Kenta Nakai[1] (nakai@nibb.ac.jp)
Ayumi Shinohara[2] (ayumi@rifis.kyushu-u.ac.jp)
Satoru Miyano[2] (miyano@rifis.kyushu-u.ac.jp)
[1] National Institute for Basic Biology
Myodaiji, Okazaki 444 Japan
[2] Research Institute of Fundamental Information Science,
Kyushu University
6-10-1 Hakosaki, Higashi-ku, Fukuoka 812 Japan
Abstract
In this age of large-scale sequencing, we have many
``potentially expressed" amino acid sequences of unknown function.

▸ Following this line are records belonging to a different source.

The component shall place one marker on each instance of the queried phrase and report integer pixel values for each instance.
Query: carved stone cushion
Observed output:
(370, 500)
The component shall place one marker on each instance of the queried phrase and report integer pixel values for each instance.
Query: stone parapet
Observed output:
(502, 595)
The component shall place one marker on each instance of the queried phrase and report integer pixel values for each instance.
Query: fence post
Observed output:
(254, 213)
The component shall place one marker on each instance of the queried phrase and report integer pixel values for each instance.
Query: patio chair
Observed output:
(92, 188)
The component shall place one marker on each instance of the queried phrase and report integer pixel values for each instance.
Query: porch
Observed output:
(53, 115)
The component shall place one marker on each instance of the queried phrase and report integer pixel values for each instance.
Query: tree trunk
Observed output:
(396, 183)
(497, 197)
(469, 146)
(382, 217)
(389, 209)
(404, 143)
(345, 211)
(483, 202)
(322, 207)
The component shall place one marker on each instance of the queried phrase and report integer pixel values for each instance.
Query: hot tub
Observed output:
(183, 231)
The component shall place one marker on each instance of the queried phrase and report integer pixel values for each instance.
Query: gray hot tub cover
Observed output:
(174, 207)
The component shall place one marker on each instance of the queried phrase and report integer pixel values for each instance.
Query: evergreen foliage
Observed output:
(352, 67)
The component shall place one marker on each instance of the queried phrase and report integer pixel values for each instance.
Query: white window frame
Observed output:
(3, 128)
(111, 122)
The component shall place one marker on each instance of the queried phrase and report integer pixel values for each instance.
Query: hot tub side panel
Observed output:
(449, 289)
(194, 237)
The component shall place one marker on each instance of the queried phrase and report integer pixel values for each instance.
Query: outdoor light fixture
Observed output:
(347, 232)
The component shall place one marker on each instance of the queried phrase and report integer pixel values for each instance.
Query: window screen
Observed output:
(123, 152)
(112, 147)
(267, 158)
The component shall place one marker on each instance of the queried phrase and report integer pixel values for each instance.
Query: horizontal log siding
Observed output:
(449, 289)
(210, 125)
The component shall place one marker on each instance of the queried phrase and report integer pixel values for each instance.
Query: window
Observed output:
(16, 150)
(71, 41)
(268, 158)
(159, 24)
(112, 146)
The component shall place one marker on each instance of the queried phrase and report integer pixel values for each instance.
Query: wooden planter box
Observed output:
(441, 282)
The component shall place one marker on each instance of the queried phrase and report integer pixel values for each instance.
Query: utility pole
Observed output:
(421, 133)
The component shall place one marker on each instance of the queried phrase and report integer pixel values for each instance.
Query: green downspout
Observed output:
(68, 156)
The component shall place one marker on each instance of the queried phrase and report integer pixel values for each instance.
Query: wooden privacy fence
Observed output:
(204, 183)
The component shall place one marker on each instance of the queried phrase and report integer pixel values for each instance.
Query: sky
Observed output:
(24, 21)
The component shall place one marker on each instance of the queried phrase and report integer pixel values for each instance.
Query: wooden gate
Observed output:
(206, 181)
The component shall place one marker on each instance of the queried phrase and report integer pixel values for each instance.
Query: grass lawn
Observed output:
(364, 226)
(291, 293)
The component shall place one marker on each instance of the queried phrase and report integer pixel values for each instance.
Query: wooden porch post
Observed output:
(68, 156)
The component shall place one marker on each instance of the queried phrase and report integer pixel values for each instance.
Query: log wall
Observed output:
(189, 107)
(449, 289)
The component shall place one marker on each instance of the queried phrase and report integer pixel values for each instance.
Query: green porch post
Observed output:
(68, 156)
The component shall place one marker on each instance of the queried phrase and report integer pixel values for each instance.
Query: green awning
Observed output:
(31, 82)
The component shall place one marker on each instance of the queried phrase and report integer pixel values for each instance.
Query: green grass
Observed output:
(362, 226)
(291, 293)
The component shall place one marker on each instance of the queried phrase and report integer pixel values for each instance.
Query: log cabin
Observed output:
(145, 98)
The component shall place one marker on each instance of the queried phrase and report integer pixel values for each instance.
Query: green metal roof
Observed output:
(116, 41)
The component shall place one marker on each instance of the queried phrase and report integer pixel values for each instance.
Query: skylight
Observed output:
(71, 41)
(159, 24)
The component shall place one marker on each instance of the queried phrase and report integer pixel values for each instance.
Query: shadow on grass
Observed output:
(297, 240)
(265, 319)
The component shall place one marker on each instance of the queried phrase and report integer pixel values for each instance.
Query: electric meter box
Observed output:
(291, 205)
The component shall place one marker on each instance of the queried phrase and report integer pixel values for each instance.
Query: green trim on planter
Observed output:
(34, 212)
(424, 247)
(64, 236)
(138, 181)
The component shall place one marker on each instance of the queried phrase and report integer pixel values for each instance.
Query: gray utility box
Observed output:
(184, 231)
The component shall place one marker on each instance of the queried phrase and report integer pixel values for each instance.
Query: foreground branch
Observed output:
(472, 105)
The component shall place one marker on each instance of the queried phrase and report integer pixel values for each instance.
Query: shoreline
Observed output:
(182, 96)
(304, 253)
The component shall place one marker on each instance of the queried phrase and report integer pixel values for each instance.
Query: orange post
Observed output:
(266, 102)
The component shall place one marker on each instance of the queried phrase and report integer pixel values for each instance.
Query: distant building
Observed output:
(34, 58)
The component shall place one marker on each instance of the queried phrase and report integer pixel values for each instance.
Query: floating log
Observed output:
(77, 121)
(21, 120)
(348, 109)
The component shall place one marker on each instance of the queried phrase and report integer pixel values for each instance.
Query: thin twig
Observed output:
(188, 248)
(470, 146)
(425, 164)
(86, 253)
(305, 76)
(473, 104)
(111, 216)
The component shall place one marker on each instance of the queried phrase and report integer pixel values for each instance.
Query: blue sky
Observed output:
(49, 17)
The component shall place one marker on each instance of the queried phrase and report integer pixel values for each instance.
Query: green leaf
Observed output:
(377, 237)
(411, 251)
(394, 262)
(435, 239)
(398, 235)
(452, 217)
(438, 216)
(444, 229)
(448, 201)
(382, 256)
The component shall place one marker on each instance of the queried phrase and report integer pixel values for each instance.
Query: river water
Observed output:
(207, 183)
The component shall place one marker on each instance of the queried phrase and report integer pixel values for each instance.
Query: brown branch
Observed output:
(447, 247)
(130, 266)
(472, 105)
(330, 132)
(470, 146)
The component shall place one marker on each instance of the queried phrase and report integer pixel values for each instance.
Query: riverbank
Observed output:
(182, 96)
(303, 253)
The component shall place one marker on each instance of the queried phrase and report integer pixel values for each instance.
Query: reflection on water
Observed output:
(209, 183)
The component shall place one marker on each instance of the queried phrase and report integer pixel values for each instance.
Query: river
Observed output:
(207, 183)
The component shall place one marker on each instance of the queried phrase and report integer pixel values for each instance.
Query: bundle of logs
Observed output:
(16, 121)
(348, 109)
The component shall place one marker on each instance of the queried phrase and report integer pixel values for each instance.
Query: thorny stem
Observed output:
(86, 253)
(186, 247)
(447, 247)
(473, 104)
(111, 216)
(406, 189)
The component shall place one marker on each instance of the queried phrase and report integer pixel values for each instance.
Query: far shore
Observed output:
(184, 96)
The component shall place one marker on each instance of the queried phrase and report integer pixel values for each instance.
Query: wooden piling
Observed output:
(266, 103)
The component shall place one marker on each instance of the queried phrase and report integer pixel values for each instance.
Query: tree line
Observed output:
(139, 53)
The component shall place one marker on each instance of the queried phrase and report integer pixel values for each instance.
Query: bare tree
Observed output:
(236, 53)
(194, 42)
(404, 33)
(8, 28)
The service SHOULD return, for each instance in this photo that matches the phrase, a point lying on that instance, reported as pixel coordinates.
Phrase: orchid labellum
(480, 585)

Characterization of such sequences by computers is undoubtedly useful
for further experimental analyses.
We have developed a knowledge-based system PSORT for characterizing
various sorting signals potentially coded in amino acid sequences and
for predicting their final localization sites in cells [1, 2].
The system calculates the probability (certainty factor) of an input
protein to be localized at each candidate site.
One of the difficulties of our system is that, since it has many
adjustable parameters, optimization of them to a given training data is
difficult.
Therefore, incorporation of recent knowledge into the system has
not been easy. We present here a simple scheme for assigning
certainty-factor parameters with a given reasoning tree.
Since the size of training data, i.e., sequences of known
localization sites, is not large in most cases, we must suppress the
number of parameters as possible.
In this case, use of our knowledge on the reasoning flow is favorable.
Such a flow can be organized into a reasoning tree, in which an input
flux is divided into thinner flows on a step-by-step basis according
to some characteristic values calculated from the input sequence (Fig. 1).
Its final outputs are flows corresponding to candidate localization sites.
In this stage, the amount of each flow can be interpreted as the
corresponding certainty factor.
Thus, the problem is how to find appropriate functions that transform a
characteristic value at each step in an optimized performance for
the classification of training data.
We used the following formula for that function:
\[F_p(x_p(i)) = \frac{1}{1 + exp(-10 \times (x_p(i) - b_p))} \]
where $x_p(i)$ represents a characteristic value of a sequence i at
the step p, e.g., propensity that the input sequence
i encodes a membrane protein, and $b_p$ is a threshold value which is
obtained by the criterion that can classify the training data at step
p with least mistakes.
The certainty factor for localizing a candidate site is thus calculated
as a probability to choose the corresponding path,
e.g., the certainty factor for a protein i to localize at the
site #3 is $F_1(i) \times F_2(i) \times (1-F_4(i))$ in Fig. 1.
To test the validity of our model, we prepared 156 sequences of
Bacillus subtilis whose localization sites are the prediction
results of PSORT.
The cross-validation test showed rather good result.
Thus, although there is no theoretical proof that our model always gives
good results, it will be hopefully used for future improvement of PSORT.
Moreover, because of its simplicity, this method may be generally
used to interpret
unknown sequence data with the latest knowledge of molecular cell biology.